Da redação
No Banco Central, interlocutores afirmam ser baixa a expectativa de que a Proposta de Emenda à Constituição (PEC) que amplia a autonomia da autoridade monetária seja votada durante os dois períodos de esforço concentrado no Congresso Nacional. A Câmara dos Deputados e o Senado realizarão sessões entre os dias 10 e 14 de agosto e entre 31 de agosto e 3 de setembro. Próximos a Gabriel Galípolo descartam a apreciação no Senado nesta semana diante da decisão do presidente da Casa, Davi Alcolumbre (União Brasil-AP), de manter sessões semipresenciais ao longo dos cinco dias de convocação.

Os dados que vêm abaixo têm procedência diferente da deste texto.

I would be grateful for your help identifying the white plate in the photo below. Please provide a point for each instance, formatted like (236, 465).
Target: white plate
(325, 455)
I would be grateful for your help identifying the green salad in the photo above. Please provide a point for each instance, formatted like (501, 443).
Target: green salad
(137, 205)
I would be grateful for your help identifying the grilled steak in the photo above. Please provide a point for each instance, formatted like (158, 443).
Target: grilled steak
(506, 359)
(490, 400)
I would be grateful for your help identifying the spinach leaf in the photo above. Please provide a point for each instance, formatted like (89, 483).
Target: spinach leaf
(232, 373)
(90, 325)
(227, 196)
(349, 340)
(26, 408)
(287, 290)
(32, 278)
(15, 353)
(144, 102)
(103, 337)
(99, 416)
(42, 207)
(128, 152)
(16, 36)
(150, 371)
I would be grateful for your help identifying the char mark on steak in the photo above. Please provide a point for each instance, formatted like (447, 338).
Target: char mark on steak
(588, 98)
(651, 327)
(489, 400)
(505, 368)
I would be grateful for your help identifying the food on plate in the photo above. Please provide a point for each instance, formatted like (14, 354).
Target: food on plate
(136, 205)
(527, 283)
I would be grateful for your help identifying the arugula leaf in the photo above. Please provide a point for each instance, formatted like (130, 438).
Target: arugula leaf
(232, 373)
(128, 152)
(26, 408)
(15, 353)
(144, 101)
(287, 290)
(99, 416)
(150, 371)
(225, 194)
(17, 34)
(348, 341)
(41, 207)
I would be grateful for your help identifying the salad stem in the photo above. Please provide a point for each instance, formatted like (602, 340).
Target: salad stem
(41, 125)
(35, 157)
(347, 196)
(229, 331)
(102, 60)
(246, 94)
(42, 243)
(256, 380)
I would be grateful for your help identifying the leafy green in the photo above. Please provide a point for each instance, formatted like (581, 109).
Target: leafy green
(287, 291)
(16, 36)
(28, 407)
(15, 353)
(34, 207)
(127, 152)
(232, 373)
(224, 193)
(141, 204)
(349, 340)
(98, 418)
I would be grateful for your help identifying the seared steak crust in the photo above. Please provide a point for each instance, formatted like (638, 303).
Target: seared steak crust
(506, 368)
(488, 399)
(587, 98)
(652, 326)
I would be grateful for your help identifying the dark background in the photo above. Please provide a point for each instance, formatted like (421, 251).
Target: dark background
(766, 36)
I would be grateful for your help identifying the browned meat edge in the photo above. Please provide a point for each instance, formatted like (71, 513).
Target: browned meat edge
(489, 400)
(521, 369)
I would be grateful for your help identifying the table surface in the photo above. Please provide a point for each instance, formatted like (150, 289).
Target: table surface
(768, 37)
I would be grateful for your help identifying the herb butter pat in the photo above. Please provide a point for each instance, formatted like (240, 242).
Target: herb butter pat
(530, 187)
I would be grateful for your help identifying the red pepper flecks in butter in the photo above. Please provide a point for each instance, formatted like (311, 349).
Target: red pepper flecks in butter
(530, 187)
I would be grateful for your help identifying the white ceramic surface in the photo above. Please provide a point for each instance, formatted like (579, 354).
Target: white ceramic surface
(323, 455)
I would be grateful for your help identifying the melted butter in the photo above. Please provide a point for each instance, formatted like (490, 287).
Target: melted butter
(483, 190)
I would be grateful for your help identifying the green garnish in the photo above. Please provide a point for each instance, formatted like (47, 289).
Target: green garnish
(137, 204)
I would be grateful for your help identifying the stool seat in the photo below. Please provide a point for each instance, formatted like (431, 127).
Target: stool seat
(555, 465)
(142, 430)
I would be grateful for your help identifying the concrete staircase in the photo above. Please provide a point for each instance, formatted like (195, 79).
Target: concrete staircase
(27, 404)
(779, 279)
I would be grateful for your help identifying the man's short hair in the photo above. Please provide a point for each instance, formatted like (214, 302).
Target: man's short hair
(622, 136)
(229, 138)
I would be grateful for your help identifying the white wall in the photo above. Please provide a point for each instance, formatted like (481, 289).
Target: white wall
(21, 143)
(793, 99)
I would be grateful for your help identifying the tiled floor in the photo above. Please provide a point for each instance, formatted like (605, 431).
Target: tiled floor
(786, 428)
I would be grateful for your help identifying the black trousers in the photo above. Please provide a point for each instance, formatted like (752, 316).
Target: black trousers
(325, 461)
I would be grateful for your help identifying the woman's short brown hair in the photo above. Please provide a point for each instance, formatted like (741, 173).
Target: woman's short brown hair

Segundo integrantes do Banco Central, o avanço da pauta exige quórum elevado e sessão presencial, o que dificulta a análise da matéria nesse período. Para a segunda semana de esforço concentrado, marcada para ocorrer já no meio da campanha eleitoral, ainda não há definição sobre o formato das sessões. De acordo com avaliações internas, a tendência é de quórum baixo devido à proximidade do primeiro turno das eleições.
Diante desse cenário, a avaliação majoritária dentro do Banco Central é de que a votação da PEC ficará para depois das eleições. A proposta garante autonomia orçamentária à autoridade monetária, permitindo que o Banco Central administre recursos próprios, sem a necessidade de recorrer ao Orçamento da União nem se submeter ao arcabouço fiscal.
Caso aprovada, a medida prevê que o orçamento, os investimentos e as despesas com pessoal do Banco Central sejam processados internamente. Pelo texto da PEC, esses itens deverão ser submetidos ao Conselho Monetário Nacional (CMN) e, em seguida, à Comissão de Assuntos Econômicos (CAE) do Senado.